Saying attributed to Jesus in Gospel of Thomas. "Become as passersby." James Geary includes it in his section on Jesus of Nazareth in his book, Geary's Guide to the World's Great Aphorists (NY: Bloomsbury, 2007), p. 239ff. He lists 4 parallels to the saying. Here they are. "As long as he gives it, take care of it as something that is not your own, just as travellers treat an inn" (Epictetus [this is just the last sentence of a 10 sentence quote]). "Live your life without attracting attention" (Epicurus). He has not lived badly whose birth and death has (sic) been unnoticed by the world" (Horace). "Be in the world as if you were a stranger or a traveller" (Muhammad). Btw, Geary has the version, "be passersby." I prefer to include the word 'as' or 'like,' since this word is actually in the Coptic text recovered at Nag Hammadi and reminds one of similar usage elsewhere in Jesus' speech (e.g., Lk. 13:18f., kingdom of God like a mustard seed; Mt. 11:16, this generation is like children sitting in the marketplace). Jesus, may I say, was fond of making comparisons to draw out his meaning. We have in the saying, "become as passersby," a latent comparison between being at home and being 'on the road.' One may imagine Jesus observing his disciples and telling them, so, you are at home in the world; amen say I to you, become like passersby (for you know not the hour of your death). Jesus was a man with many miles on his sandals. We are all travellers, passersby, and too often forget it.

Tuesday, November 3, 2009

Why is there something, rather than nothing?

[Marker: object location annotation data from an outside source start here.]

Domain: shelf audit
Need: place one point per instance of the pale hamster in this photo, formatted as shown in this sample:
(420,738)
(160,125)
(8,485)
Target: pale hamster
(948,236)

I remember hearing or reading something years ago that has stayed with me. I think I may have read it in a college textbook for one of the philosophy courses I took. What I had read was something like, ...a major contribution of much German philosophy to rational thought/analysis of the world is, why is there something at all; why not nothing? I think the quote had come from a British philosopher. I remember being impressed by this statement and thinking that German thought must be profound indeed, to ask such a question, which places the human agent in a godlike position, questioning, not reality, but the basis of reality. What is the basis of reality? Wouldn't you like very much to answer this question?